15 junio 2015

mi parte en otra alma



La tierra que habitara la primera obra de José Manuel Mora vista en el CDN, y que se esparcía por esta misma sala hace ahora cuatro años, se ha llenado de seres que siguen sin conservar lo que aman o amaran. Si allí era la mujer que compartes con tu hijo, en los Nadadores nocturnos y en esta Fortune Cookie, lo que no logras sigue siendo lo que perdiste. Tampoco ha cambiado el anhelo de maternidad como motor vital, el desamparo que corroe, la esperanza que riegas mientras te quedas sin agua para beber. Junto a la polifonía y el absurdo eventual que ahora se turnan la acción, el cambio principal es que el secano se ha evaporado en manos de Carlota Ferrer: el hiperrealismo de Mi alma en otra parte es hoy una coreografía donde los cuerpos que se hunden, y fugazmente se salvan, pasan por escena como si el estertor o el baile fueran tan parte del soliloquio como lo que se dice a alguien, o a uno mismo, al propio cuerpo.

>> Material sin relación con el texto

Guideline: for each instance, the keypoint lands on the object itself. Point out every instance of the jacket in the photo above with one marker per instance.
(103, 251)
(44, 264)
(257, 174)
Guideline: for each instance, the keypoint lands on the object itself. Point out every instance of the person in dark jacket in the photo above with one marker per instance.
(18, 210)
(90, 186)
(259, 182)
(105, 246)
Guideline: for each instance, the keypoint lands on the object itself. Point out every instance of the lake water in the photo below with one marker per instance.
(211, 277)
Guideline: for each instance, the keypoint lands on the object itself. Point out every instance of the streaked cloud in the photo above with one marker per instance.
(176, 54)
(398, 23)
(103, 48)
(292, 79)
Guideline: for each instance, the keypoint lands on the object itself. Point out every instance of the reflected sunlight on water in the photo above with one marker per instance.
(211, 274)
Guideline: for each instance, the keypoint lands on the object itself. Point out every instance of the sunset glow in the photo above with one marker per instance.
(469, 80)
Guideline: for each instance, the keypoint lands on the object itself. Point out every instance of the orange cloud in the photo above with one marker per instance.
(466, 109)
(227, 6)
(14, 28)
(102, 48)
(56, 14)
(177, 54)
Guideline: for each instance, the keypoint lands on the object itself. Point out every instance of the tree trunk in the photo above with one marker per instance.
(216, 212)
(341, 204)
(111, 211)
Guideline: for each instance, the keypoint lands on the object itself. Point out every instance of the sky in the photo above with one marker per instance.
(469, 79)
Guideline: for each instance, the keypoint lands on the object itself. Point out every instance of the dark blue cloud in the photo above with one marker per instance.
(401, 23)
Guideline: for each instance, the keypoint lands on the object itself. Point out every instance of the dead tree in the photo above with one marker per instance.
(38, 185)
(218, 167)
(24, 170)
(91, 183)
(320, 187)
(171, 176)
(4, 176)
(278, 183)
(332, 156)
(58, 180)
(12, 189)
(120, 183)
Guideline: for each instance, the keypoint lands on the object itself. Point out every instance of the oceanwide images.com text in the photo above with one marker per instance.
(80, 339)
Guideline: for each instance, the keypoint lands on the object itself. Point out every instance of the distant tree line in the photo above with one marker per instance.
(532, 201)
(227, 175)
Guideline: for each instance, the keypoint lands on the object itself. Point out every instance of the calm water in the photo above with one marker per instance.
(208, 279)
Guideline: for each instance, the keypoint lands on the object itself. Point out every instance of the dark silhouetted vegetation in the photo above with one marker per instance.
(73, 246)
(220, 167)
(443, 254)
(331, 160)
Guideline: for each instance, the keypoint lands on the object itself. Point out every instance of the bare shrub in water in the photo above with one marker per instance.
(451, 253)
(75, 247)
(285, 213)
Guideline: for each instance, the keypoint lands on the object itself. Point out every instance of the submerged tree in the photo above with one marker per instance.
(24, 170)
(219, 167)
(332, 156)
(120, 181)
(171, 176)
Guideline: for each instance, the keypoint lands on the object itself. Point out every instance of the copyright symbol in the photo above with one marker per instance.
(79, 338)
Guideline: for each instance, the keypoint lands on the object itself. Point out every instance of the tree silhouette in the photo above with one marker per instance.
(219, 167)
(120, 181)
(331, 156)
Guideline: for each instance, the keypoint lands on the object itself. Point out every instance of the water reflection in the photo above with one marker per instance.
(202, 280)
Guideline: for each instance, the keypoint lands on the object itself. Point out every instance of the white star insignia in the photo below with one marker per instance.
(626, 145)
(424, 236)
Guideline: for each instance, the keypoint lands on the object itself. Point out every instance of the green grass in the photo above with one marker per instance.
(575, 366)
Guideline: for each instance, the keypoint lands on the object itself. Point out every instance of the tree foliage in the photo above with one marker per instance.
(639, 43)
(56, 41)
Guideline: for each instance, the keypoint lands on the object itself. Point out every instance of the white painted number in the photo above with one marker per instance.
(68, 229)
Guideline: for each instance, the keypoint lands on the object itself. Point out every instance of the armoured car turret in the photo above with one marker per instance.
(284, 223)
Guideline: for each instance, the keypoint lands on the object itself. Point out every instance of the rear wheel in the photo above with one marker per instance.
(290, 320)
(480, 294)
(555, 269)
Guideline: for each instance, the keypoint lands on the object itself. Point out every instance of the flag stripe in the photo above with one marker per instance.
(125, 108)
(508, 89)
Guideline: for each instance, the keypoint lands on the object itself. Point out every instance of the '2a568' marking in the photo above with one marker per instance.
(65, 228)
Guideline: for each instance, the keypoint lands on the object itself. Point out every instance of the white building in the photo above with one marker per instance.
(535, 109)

Un otro rasgo nuevo podría ser el reverso de eso: cómo, mientras el cuerpo responde con lenguajes propios, el texto sale de la obra para pulsar continuamente su condición de artificio, para ponerse en duda. Que la protagonista de Fortune Cookie juegue a ser la distribuidora del espectáculo es menos relevante que la radiografía del sector que emana. Ya puestos a pulsar el resorte brechtiano, las pullas al tipo de teatro que la gente parece preferir suena a una forma enésimamente frustrada de maternidad: el de engendrar un público a la altura de lo que el teatro, como la política o el orden establecido en los Nadadores, podría hacer por ellos. Ya no quedan personajes –escribía Mora hace un año. Y lo que quiere decir es que acaso quedan los mismos que público exigente. Como una afirmación así merece estar bajo sospecha, ayer la sala pequeña del Valle Inclán estaba llena. Y de gente muy contenta con lo que vio.